Abstract

Since attention mechanism was introduced in neural machine translation, attention has been combined with the long short-term memory (LSTM) or replaced the LSTM in a transformer model to overcome the sequence-to-sequence (seq2seq) problems with the LSTM. In contrast to the neural machine translation, audio–visual speech recognition (AVSR) may provide improved performance by learning the correlation between audio and visual modalities. As a result that the audio has richer information than the video related to lips, AVSR is hard to train attentions with balanced modalities. In order to increase the role of visual modality to a level of audio modality by fully exploiting input information in learning attentions, we propose a dual cross-modality (DCM) attention scheme that utilizes both an audio context vector using video query and a video context vector using audio query.
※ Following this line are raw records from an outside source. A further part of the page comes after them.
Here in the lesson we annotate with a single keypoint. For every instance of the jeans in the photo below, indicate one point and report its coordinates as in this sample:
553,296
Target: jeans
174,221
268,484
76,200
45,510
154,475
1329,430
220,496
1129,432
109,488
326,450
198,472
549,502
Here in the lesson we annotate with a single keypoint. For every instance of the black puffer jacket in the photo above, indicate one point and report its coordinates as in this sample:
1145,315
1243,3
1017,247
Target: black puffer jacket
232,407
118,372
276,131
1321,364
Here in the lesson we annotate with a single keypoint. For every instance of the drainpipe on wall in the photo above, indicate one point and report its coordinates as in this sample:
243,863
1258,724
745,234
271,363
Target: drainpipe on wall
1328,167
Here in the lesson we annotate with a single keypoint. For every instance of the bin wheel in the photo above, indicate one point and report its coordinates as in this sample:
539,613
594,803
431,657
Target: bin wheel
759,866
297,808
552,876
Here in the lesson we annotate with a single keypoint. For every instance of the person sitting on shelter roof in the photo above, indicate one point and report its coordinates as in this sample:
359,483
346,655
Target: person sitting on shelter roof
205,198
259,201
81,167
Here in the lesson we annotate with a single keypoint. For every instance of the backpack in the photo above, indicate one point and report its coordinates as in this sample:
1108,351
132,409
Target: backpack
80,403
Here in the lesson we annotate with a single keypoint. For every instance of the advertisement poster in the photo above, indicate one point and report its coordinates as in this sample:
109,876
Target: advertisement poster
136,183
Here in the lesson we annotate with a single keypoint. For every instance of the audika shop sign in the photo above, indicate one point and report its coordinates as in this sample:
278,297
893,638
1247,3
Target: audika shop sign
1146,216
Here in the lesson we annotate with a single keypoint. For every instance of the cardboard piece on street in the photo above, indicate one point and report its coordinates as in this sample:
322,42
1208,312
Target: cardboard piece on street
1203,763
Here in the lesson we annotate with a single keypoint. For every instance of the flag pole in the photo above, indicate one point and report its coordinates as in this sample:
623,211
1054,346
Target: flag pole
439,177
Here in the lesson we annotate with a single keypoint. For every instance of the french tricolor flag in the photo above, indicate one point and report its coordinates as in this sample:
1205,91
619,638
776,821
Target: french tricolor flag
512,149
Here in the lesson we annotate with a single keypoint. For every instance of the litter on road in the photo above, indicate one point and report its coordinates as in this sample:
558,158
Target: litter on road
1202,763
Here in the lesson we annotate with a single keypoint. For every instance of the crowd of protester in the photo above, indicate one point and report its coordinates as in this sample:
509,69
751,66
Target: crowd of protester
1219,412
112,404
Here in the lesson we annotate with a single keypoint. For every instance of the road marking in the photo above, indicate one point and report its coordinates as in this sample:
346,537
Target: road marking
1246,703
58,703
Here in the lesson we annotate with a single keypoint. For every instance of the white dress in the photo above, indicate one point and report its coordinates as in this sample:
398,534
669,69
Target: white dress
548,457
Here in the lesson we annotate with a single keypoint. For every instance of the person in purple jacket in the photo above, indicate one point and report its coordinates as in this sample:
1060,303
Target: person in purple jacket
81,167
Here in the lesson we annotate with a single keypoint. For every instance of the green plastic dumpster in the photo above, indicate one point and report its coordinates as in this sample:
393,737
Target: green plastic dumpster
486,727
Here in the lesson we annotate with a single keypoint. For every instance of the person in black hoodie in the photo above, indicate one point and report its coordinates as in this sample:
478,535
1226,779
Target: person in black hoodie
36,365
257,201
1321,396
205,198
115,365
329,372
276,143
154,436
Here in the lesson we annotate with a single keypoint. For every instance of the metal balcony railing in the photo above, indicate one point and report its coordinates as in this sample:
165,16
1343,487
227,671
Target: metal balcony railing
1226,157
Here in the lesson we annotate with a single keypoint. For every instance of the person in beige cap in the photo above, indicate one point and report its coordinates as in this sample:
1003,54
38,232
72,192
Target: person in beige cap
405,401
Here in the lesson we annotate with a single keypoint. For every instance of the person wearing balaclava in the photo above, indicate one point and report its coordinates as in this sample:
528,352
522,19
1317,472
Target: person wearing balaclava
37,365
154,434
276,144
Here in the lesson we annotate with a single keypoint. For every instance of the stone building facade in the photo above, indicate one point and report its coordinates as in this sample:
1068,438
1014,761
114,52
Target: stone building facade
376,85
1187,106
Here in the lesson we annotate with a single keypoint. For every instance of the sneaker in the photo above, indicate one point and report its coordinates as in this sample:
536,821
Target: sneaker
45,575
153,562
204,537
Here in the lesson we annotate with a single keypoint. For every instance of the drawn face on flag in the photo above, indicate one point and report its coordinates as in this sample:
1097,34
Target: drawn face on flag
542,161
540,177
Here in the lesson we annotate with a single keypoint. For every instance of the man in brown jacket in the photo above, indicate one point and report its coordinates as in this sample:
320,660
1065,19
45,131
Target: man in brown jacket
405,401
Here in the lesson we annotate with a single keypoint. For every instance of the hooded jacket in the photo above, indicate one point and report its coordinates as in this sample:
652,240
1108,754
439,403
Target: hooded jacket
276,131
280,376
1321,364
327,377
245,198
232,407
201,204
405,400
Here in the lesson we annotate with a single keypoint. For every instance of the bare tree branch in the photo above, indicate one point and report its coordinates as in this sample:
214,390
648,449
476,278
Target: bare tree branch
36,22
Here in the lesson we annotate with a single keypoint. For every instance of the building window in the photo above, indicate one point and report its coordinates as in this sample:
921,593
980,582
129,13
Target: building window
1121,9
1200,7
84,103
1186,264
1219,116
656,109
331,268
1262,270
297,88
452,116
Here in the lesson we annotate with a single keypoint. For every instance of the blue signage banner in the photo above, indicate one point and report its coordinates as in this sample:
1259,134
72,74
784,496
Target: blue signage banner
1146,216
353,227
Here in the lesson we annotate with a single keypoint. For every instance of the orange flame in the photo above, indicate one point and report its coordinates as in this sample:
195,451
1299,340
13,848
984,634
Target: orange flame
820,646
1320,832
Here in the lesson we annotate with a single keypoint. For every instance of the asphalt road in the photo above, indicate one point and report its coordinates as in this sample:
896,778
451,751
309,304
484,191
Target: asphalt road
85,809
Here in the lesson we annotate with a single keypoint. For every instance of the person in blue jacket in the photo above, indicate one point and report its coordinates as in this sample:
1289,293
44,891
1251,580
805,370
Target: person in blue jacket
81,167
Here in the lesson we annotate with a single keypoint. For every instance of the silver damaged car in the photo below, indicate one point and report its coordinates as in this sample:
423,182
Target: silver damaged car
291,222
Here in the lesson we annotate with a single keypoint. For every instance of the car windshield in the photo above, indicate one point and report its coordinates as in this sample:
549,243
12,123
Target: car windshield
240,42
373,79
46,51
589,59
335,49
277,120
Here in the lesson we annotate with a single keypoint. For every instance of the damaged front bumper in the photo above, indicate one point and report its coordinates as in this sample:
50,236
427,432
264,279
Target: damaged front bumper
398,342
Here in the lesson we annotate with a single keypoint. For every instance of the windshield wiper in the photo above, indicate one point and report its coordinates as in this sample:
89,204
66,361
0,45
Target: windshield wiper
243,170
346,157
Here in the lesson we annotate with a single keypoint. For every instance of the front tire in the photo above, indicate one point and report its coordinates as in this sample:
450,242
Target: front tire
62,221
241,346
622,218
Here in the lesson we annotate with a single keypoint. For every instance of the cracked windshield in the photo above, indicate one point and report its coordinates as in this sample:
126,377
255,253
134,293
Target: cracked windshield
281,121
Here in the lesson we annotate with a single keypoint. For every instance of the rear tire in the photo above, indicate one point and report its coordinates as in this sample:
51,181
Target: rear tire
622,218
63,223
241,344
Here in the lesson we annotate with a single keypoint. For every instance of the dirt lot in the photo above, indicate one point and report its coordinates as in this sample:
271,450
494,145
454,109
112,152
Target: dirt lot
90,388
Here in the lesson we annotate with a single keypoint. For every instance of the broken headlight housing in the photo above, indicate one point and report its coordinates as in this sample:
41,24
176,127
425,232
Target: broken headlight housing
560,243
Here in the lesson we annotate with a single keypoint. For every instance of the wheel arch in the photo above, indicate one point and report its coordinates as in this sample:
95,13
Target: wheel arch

Furthermore, we introduce a connectionist-temporal-classification (CTC) loss in combination with our attention-based model to force monotonic alignments required in AVSR. Recognition experiments on LRS2-BBC and LRS3-TED datasets showed that the proposed model with the DCM attention scheme and the hybrid CTC/attention architecture achieved at least a relative improvement of 7.3% on average in the word error rate (WER) compared to competing methods based on the transformer model.

Highlights

  • Automatic speech recognition (ASR) has attracted much interest because speech is the most convenient, natural, and user-friendly interface to various kinds of devices

  • Recognition experiments on LRS2-BBC and LRS3-TED datasets showed that the proposed model with the dual cross-modality (DCM) attention scheme and the hybrid CTC/attention architecture achieved at least a relative improvement of 7.3% on average in the word error rate (WER) compared to competing methods based on the transformer model

  • We introduce a connectionist-temporal-classification (CTC) loss in combination with our attention-based model to force monotonic alignments, which results in a hybrid CTC/attention architecture to improve the performance of audio–visual speech recognition (AVSR) [19]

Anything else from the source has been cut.